Estevez dirige in modo molto asciutto, senza alcun virtuosismo, limitandosi a seguire i diversi personaggi. E molto sapientemente non fa interpretare Kennedy (che compare solo attraverso filmati d'epoca originali) a nessun attore. A tratti retorico, sa però essere commovente e molto intenso (pur nella sua linearità e nella sua semplicità), soprattutto nella parte finale, in cui - sulle note di "The Sound Of Silence" prima e su di un discorso di Kennedy poi ("La violenza genera violenza") - vengono mostrati lo sgomento, la rabbia, la paura di un'America che fino al momento di quegli spari credeva che fosse realmente possibile un cambiamento.

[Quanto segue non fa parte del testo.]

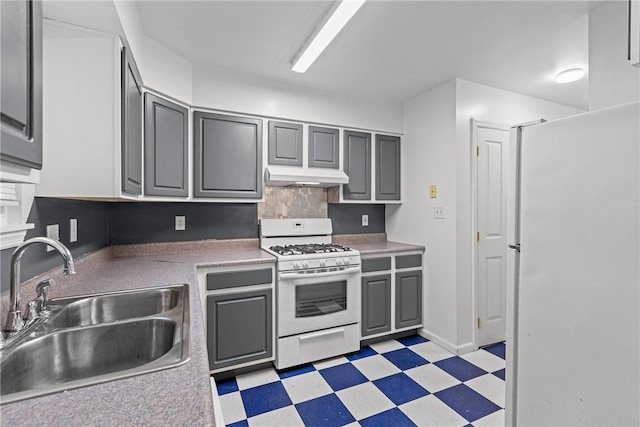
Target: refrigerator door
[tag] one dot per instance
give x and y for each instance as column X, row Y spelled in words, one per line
column 577, row 320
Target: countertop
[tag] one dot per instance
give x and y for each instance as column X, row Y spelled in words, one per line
column 173, row 397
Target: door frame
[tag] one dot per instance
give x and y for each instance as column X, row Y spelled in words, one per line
column 476, row 124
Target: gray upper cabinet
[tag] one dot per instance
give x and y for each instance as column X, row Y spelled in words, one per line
column 131, row 125
column 357, row 165
column 285, row 143
column 21, row 86
column 387, row 167
column 324, row 149
column 227, row 156
column 165, row 147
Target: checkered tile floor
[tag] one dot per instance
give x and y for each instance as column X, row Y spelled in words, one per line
column 405, row 382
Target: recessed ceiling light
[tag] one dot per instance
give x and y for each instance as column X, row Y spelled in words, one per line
column 334, row 21
column 568, row 76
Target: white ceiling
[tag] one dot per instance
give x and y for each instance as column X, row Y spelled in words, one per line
column 391, row 50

"Bobby" è un film che parla della Storia attraverso piccole storie di gente comune (non solo di chi era direttamente coinvolto in quella campagna elettorale), a volte appena tratteggiate, colte nel pieno della loro essenza (pur non cogliendo sempre nel segno, come nell’episodio di Martin Sheen).
E questo grazie anche all'ottimo lavoro svolto da un cast di tutto rispetto: Anthony Hopkins (qui anche nelle vesti di produttore), anziano portiere dell'albergo ormai in pensione, che passa la giornata giocando l'ennesima partita a scacchi con Harry Belafonte e che, tra i tanti personaggi famosi incontrati nella sua vita, riesce a salutare anche il senatore oramai vincente; Lindsay Lohan, che sceglie di sposare, contro il volere della famiglia, il giovane Elijah Wood per non farlo andare in guerra; William H. Macy, direttore dell'Ambassador e sua moglie che fa la parrucchiera (Sharon Stone, che - dopo il cameo in "Broken Flowers" - dimostra quanto sia decisamente più a suo agio nell'interpretare piccoli e intensi ruoli, piuttosto che la
femme fatale); Christian Slater, che con il suo cinismo e il suo razzismo mostra l'altra faccia dell'America; la cantante alcolizzata Demi Moore; il
pusher Ashton Kutcher; il cameriere messicano Freddy Rodriguez, che vorrebbe andare a vedere quella che poi si rivelerà una partita di baseball storica ma che è costretto a fare il doppio turno; Laurence Fishburne, cuoco di colore, idealista e sognatore.
Forse il miglior commento a questa (bella) pellicola, è proprio quello di Estevez, che ha dichiarato: "Io credo che 'Bobby' non celebri nessun partito. Celebra, piuttosto, un uomo, un leader che l'America ha perduto nel momento più importante".